会社に近いので、それもあまりいい方法とは思えなかったが、長話は無用。黙ってうなずいた。

中田さんがデスクに戻る後姿は、ステップが妙に軽く見えた。わたしはもともとちょっとかすれ声なので、小声がよけい秘密めいて聞こえたかもしれなかった。



窓際に席を取ってからしばらくして、中田さんがいそいそとやってきた。6時よりはだいぶ早い。急いで処理したのだろうと思うと、少しおかしくなった。

さいわい、同じ社の人はいないようだ。

「待たせてごめんなさい」

やはりいつもの仕事モードとは調子が違って、優しい声になっている。

「いえ。私もさっき来たばかりです。お先にいただいてます」

「カフェオレか。僕はブレンドにしよう。……すみません、コーヒー!」

ウェイトレスが来る前に、ぶっきらぼうに注文した。その大きな声が、わたしにかけたのとはずいぶん違っていた。この前は、この落差には気づかなかったけれど。
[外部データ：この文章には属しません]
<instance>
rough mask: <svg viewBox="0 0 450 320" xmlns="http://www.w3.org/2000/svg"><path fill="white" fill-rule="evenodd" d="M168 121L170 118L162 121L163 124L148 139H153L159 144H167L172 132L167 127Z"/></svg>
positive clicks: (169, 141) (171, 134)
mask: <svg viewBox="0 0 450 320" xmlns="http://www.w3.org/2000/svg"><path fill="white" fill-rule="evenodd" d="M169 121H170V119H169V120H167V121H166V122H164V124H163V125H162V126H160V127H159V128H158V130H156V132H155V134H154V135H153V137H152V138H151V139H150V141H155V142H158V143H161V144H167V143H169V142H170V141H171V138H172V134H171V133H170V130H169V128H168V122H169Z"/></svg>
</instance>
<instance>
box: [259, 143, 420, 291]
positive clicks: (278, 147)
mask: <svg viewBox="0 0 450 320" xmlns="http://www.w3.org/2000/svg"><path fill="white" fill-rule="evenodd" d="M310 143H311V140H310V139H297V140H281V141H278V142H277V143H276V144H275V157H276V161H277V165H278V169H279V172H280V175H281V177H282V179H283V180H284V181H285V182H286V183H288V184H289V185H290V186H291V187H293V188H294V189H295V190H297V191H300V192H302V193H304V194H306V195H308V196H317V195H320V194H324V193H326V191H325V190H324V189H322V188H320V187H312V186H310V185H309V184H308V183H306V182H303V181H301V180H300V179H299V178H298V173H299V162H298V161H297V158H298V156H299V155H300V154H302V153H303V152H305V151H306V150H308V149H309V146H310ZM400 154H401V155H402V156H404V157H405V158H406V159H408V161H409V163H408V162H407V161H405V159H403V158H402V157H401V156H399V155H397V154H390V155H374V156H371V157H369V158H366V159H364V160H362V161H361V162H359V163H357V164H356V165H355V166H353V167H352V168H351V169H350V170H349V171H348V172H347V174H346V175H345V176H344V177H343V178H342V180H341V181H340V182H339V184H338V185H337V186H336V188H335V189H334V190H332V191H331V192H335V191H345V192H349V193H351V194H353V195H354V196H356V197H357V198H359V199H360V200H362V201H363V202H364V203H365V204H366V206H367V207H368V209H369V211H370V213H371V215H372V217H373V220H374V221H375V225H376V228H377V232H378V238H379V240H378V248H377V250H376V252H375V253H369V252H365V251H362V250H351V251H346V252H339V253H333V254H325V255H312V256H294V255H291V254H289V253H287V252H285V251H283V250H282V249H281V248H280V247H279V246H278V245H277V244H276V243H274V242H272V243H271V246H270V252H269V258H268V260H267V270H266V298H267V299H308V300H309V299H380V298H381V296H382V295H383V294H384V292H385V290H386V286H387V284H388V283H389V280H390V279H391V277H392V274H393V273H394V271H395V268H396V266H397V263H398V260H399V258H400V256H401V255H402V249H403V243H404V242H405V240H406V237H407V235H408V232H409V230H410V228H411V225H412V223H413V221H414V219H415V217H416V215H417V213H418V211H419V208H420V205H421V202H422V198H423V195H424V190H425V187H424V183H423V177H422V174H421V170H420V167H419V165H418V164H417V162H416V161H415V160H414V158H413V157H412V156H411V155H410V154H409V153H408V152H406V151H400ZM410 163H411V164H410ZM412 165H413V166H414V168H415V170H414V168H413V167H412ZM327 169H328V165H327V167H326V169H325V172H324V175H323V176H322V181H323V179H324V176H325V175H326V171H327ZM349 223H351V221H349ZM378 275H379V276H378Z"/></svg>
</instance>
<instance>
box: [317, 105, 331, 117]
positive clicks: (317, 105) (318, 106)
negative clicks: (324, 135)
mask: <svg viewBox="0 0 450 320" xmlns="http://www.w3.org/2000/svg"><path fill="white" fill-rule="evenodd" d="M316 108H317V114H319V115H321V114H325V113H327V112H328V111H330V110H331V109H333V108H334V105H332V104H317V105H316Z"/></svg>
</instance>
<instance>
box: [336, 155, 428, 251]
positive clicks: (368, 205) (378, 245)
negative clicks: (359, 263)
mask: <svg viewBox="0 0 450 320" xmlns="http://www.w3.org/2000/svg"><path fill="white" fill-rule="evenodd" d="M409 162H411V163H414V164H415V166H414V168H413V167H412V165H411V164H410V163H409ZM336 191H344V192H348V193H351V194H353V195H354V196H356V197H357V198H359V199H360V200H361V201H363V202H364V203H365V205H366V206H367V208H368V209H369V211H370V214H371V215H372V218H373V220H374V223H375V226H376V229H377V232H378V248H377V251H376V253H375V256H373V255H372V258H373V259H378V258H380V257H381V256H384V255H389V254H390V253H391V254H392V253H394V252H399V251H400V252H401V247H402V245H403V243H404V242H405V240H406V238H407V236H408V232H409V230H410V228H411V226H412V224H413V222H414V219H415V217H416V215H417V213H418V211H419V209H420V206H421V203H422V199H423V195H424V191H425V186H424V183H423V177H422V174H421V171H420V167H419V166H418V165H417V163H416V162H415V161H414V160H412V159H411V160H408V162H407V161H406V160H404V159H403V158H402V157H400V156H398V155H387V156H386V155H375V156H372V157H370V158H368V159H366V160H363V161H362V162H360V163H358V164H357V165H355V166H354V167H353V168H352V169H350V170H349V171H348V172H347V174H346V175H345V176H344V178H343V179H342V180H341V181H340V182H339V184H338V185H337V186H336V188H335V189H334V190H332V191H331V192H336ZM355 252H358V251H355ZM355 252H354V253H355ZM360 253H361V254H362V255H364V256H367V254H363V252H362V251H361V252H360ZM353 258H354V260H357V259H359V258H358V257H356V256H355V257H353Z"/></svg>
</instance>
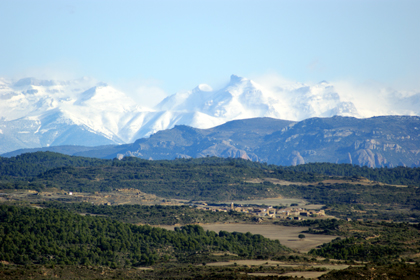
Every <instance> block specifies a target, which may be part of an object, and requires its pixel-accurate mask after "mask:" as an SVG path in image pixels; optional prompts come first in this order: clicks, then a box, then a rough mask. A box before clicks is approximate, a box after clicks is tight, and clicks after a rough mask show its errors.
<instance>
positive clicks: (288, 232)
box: [160, 224, 337, 252]
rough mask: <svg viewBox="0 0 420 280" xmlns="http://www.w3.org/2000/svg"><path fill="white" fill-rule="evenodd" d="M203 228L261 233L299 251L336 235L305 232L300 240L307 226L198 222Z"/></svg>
mask: <svg viewBox="0 0 420 280" xmlns="http://www.w3.org/2000/svg"><path fill="white" fill-rule="evenodd" d="M200 226H202V227H203V228H204V229H205V230H210V231H215V232H219V231H221V230H224V231H228V232H234V231H236V232H242V233H247V232H250V233H252V234H261V235H262V236H264V237H267V238H270V239H277V240H279V241H280V243H281V244H283V245H285V246H287V247H289V248H291V249H294V250H298V251H300V252H308V251H309V250H311V249H313V248H316V247H317V246H319V245H322V244H324V243H328V242H330V241H331V240H333V239H335V238H336V237H337V236H332V235H323V234H310V233H305V236H306V238H304V239H303V240H300V239H299V238H298V235H299V234H300V233H301V232H302V231H305V230H308V228H307V227H286V226H278V225H258V224H200ZM160 227H162V228H165V229H169V230H173V229H174V226H160Z"/></svg>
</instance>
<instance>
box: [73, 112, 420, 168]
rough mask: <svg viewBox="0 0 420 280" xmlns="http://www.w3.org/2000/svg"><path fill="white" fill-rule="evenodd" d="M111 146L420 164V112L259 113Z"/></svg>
mask: <svg viewBox="0 0 420 280" xmlns="http://www.w3.org/2000/svg"><path fill="white" fill-rule="evenodd" d="M113 151H114V153H111V152H110V150H109V149H108V150H104V151H103V154H102V155H103V157H107V158H113V157H117V156H120V157H121V156H123V155H124V156H136V157H141V158H146V159H173V158H177V157H185V158H188V157H205V156H218V157H241V158H245V159H251V160H253V161H261V162H267V163H270V164H279V165H296V164H302V163H308V162H333V163H353V164H358V165H367V166H369V167H381V166H389V167H392V166H398V165H406V166H420V117H410V116H387V117H375V118H369V119H357V118H352V117H333V118H311V119H307V120H304V121H301V122H291V121H283V120H276V119H270V118H257V119H247V120H238V121H232V122H228V123H226V124H224V125H221V126H218V127H214V128H211V129H204V130H202V129H196V128H192V127H188V126H176V127H175V128H173V129H170V130H164V131H159V132H158V133H156V134H154V135H152V136H151V137H150V138H144V139H139V140H137V141H136V142H135V143H133V144H130V145H122V146H118V147H114V148H113ZM95 153H96V155H99V154H101V151H100V150H97V151H95ZM78 155H85V156H87V155H88V154H86V153H84V152H82V153H79V154H78Z"/></svg>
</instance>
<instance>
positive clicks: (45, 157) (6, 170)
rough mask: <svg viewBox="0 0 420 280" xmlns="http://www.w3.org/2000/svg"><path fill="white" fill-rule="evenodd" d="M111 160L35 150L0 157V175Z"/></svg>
mask: <svg viewBox="0 0 420 280" xmlns="http://www.w3.org/2000/svg"><path fill="white" fill-rule="evenodd" d="M111 163H112V161H111V160H103V159H94V158H87V157H72V156H68V155H64V154H59V153H53V152H35V153H26V154H22V155H18V156H16V157H12V158H6V157H0V176H6V175H9V176H36V175H38V174H40V173H43V172H46V171H48V170H50V169H53V168H57V167H65V166H73V167H82V166H84V167H86V166H103V165H110V164H111Z"/></svg>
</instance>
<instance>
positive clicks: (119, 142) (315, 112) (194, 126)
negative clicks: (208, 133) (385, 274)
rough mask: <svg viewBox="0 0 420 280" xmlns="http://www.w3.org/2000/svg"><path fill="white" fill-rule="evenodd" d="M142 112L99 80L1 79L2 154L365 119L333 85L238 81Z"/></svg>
mask: <svg viewBox="0 0 420 280" xmlns="http://www.w3.org/2000/svg"><path fill="white" fill-rule="evenodd" d="M394 95H396V94H394ZM419 96H420V95H411V96H408V97H407V96H402V97H399V100H400V103H397V102H396V103H395V104H397V105H398V106H399V107H401V108H402V107H404V103H405V102H406V101H407V100H408V99H409V101H410V102H411V103H416V102H417V103H419V100H420V98H419ZM140 105H141V104H136V103H135V102H134V101H133V100H132V99H131V98H130V97H128V96H127V95H126V94H125V93H123V92H121V91H119V90H117V89H115V88H113V87H111V86H109V85H107V84H104V83H98V82H96V81H94V80H93V79H87V78H83V79H79V80H73V81H48V80H37V79H33V78H25V79H22V80H19V81H16V82H13V81H10V80H6V79H0V153H5V152H8V151H13V150H16V149H21V148H37V147H46V146H50V145H52V146H57V145H83V146H97V145H107V144H121V143H130V142H134V141H135V140H136V139H138V138H142V137H148V136H150V135H151V134H153V133H156V132H157V131H160V130H164V129H169V128H172V127H174V126H175V125H181V124H183V125H188V126H192V127H196V128H210V127H214V126H217V125H220V124H223V123H226V122H228V121H231V120H237V119H245V118H254V117H271V118H277V119H286V120H293V121H299V120H303V119H306V118H310V117H330V116H334V115H341V116H354V117H364V116H361V115H359V113H358V110H357V109H356V107H355V105H354V104H353V103H352V102H350V101H348V100H342V98H341V96H340V94H339V93H338V92H337V91H336V90H335V88H334V86H333V85H332V84H330V83H327V82H321V83H318V84H316V85H305V84H300V83H293V84H285V85H281V86H277V87H275V88H267V87H264V86H263V85H260V84H258V83H256V82H254V81H252V80H249V79H246V78H242V77H238V76H235V75H232V76H231V79H230V81H229V83H228V84H227V85H226V86H225V87H223V88H222V89H219V90H213V89H212V88H211V87H210V86H208V85H205V84H201V85H199V86H197V87H196V88H194V89H193V90H191V91H185V92H178V93H176V94H173V95H171V96H168V97H167V98H165V99H164V100H162V101H161V102H160V103H159V104H158V105H157V106H155V108H146V107H141V106H140ZM418 105H420V104H418ZM412 107H413V108H414V107H415V105H412ZM410 108H411V107H410ZM417 108H420V106H419V107H417ZM418 113H420V112H418Z"/></svg>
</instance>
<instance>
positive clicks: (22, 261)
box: [0, 205, 289, 267]
mask: <svg viewBox="0 0 420 280" xmlns="http://www.w3.org/2000/svg"><path fill="white" fill-rule="evenodd" d="M0 240H1V241H0V259H1V260H3V261H7V262H13V263H16V264H33V263H35V264H37V263H38V264H66V265H69V264H71V265H74V264H84V265H105V266H109V267H124V266H141V265H150V264H153V263H155V262H165V261H168V260H170V259H174V258H175V259H177V260H178V261H181V262H182V261H187V262H188V261H189V262H191V261H192V262H194V261H193V258H192V257H191V256H194V255H197V254H198V255H199V254H202V253H208V252H215V251H217V252H219V251H222V252H231V253H234V254H238V255H239V256H241V257H244V258H255V257H258V256H265V257H271V256H275V255H277V254H279V253H280V252H284V251H289V249H287V248H286V247H284V246H282V245H281V244H280V243H279V242H278V241H272V240H269V239H267V238H264V237H262V236H261V235H253V234H250V233H247V234H243V233H236V232H234V233H229V232H224V231H221V232H220V233H219V234H217V233H215V232H210V231H204V230H203V228H201V227H200V226H198V225H187V226H183V227H180V228H176V229H175V231H168V230H165V229H161V228H156V227H150V226H135V225H131V224H125V223H122V222H118V221H115V220H110V219H107V218H104V217H97V216H81V215H77V214H74V213H71V212H69V211H65V210H57V209H34V208H28V207H16V206H5V205H3V206H0Z"/></svg>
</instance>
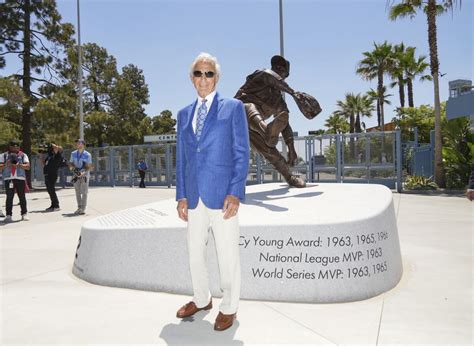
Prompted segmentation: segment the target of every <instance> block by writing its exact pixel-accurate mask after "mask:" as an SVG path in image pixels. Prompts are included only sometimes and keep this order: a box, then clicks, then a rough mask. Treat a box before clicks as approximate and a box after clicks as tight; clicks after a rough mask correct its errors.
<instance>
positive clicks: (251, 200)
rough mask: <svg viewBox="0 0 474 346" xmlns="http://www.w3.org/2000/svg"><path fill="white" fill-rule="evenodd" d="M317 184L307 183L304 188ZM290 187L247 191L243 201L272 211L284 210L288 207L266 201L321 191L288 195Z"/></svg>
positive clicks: (246, 204) (307, 192)
mask: <svg viewBox="0 0 474 346" xmlns="http://www.w3.org/2000/svg"><path fill="white" fill-rule="evenodd" d="M316 186H318V185H317V184H308V185H306V188H313V187H316ZM289 191H290V187H289V186H288V185H282V187H281V188H279V189H276V190H271V191H264V192H253V193H247V194H246V195H245V202H244V204H246V205H255V206H257V207H262V208H266V209H268V210H271V211H274V212H284V211H288V208H284V207H280V206H277V205H274V204H271V203H268V202H271V201H277V200H281V199H287V198H310V197H315V196H319V195H322V194H323V193H322V192H316V191H315V192H304V193H301V194H299V195H289V194H288V193H289Z"/></svg>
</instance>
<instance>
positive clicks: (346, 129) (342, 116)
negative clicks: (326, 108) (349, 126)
mask: <svg viewBox="0 0 474 346" xmlns="http://www.w3.org/2000/svg"><path fill="white" fill-rule="evenodd" d="M324 126H326V128H327V133H334V134H341V133H347V132H349V123H348V122H347V120H346V119H345V117H344V116H342V115H341V114H338V113H332V114H331V116H329V117H328V118H327V119H326V121H325V122H324Z"/></svg>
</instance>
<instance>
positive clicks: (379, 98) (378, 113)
mask: <svg viewBox="0 0 474 346" xmlns="http://www.w3.org/2000/svg"><path fill="white" fill-rule="evenodd" d="M380 95H381V97H379V93H378V92H377V90H374V89H372V88H371V89H370V90H369V91H368V92H367V96H368V97H370V99H371V100H372V101H376V105H377V106H376V109H377V117H378V118H377V119H379V114H380V105H379V102H380V99H382V104H384V105H390V104H392V102H391V101H390V100H389V99H388V98H389V97H390V96H393V95H392V94H387V87H386V86H384V87H383V88H382V93H381V94H380ZM379 128H380V124H379ZM382 131H383V130H382Z"/></svg>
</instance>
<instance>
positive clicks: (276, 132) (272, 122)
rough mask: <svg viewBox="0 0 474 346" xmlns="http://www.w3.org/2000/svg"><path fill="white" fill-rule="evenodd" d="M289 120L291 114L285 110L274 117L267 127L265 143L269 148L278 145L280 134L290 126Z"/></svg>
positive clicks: (276, 114)
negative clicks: (288, 112) (266, 144)
mask: <svg viewBox="0 0 474 346" xmlns="http://www.w3.org/2000/svg"><path fill="white" fill-rule="evenodd" d="M288 118H289V113H288V111H287V110H284V111H281V112H278V113H277V114H276V115H274V118H273V121H272V122H271V123H270V124H268V125H267V133H266V135H265V141H266V142H267V144H268V145H269V146H275V145H277V143H278V137H279V136H280V133H281V132H282V131H283V130H284V129H285V128H286V127H287V126H288Z"/></svg>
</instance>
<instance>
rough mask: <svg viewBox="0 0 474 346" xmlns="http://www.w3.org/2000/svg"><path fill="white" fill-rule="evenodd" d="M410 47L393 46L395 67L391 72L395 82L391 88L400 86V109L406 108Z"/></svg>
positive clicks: (391, 86)
mask: <svg viewBox="0 0 474 346" xmlns="http://www.w3.org/2000/svg"><path fill="white" fill-rule="evenodd" d="M408 49H410V47H408V48H406V47H405V44H404V43H403V42H402V43H400V44H396V45H394V46H392V54H393V60H394V61H393V65H392V67H391V69H390V71H389V73H390V77H391V78H392V79H393V80H394V82H393V83H392V84H390V87H392V88H393V87H395V86H398V96H399V98H400V107H402V108H403V107H405V85H406V78H405V71H406V66H407V64H408V59H407V58H408V55H407V50H408Z"/></svg>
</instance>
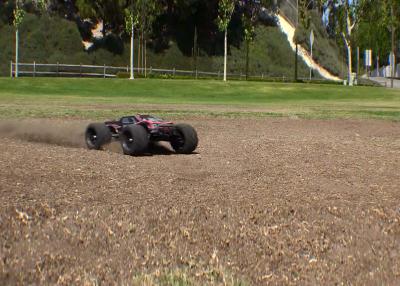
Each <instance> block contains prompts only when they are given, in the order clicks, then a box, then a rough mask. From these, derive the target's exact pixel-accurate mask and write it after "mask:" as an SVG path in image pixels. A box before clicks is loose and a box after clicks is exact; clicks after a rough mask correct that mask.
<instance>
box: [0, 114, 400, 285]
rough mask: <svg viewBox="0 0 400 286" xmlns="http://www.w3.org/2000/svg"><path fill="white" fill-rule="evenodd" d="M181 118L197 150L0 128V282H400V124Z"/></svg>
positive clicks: (69, 128) (55, 132)
mask: <svg viewBox="0 0 400 286" xmlns="http://www.w3.org/2000/svg"><path fill="white" fill-rule="evenodd" d="M183 121H185V122H187V123H190V124H192V125H193V126H195V128H196V129H197V130H198V133H199V138H200V144H199V148H198V149H197V153H196V154H192V155H176V154H174V153H173V152H172V151H170V149H169V148H168V146H167V145H161V146H158V147H156V148H155V149H154V150H153V151H152V154H149V156H143V157H129V156H124V155H122V154H121V153H120V151H119V149H120V148H119V146H118V144H117V143H114V144H111V145H110V146H108V147H107V150H106V151H104V152H102V151H88V150H86V149H85V147H84V144H83V142H82V141H83V140H82V138H83V137H82V134H83V130H84V127H85V125H86V122H78V121H55V122H54V121H43V120H41V121H31V122H27V121H25V122H22V123H23V124H21V122H15V121H3V122H1V124H0V133H1V139H0V146H1V151H0V168H1V173H0V197H1V199H0V201H1V210H0V285H28V284H33V285H39V284H40V285H46V284H48V285H54V284H60V285H71V284H75V285H129V284H131V283H133V281H134V277H138V276H140V275H144V274H151V273H153V274H154V273H156V274H155V275H157V273H160V272H174V271H177V270H179V271H183V272H185V273H186V274H187V275H188V277H191V278H192V279H193V281H197V282H198V283H199V284H204V283H211V284H212V283H215V284H218V283H219V284H224V283H225V284H228V285H229V284H230V283H231V282H232V281H234V280H235V279H237V281H242V282H246V283H248V284H250V285H264V284H273V285H274V284H279V285H281V284H298V285H310V284H311V285H332V284H346V285H399V284H400V124H399V123H394V122H387V121H349V120H329V121H322V120H321V121H319V120H297V119H275V118H269V119H258V120H254V121H253V120H246V119H232V120H229V119H196V118H189V119H188V120H183ZM229 279H231V280H229ZM230 281H231V282H230ZM231 284H232V283H231ZM233 284H234V283H233Z"/></svg>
ウェイトレスは「かしこまりました」と無表情に受けた。

「キーピィ問題、何とか大事にならないでよかったね」

「ほんとにそうですね」

「ああいう処理の仕方には、不満が残るけどね。僕だったらああはしないな。まず隠蔽しないで、どういうふうに告知するかを考える。それから……」

この前わたしに褒められた余韻を引きずっているようだ。正論だと思ったけれど、その先はわたしのほうであまり聞く気がなかった。

いつの間にか、これから行く店の話に移っていた。

「何度か行ったことがある居酒屋というか、もともとそば屋なんだけどね。そばは……おそばは好き?」

あわてて「そば」に「お」をつけた。こういうところ、けっこう緊張している様子が感じられた。

「ええ、好きです」

「よかった。6時半に予約入れといたんですよ。静かなところだから、ゆっくり話ができると思うんだ」

ゆっくり話ができる。何を話すのか。中田さん、キーピィ話題はもう終わってますよ。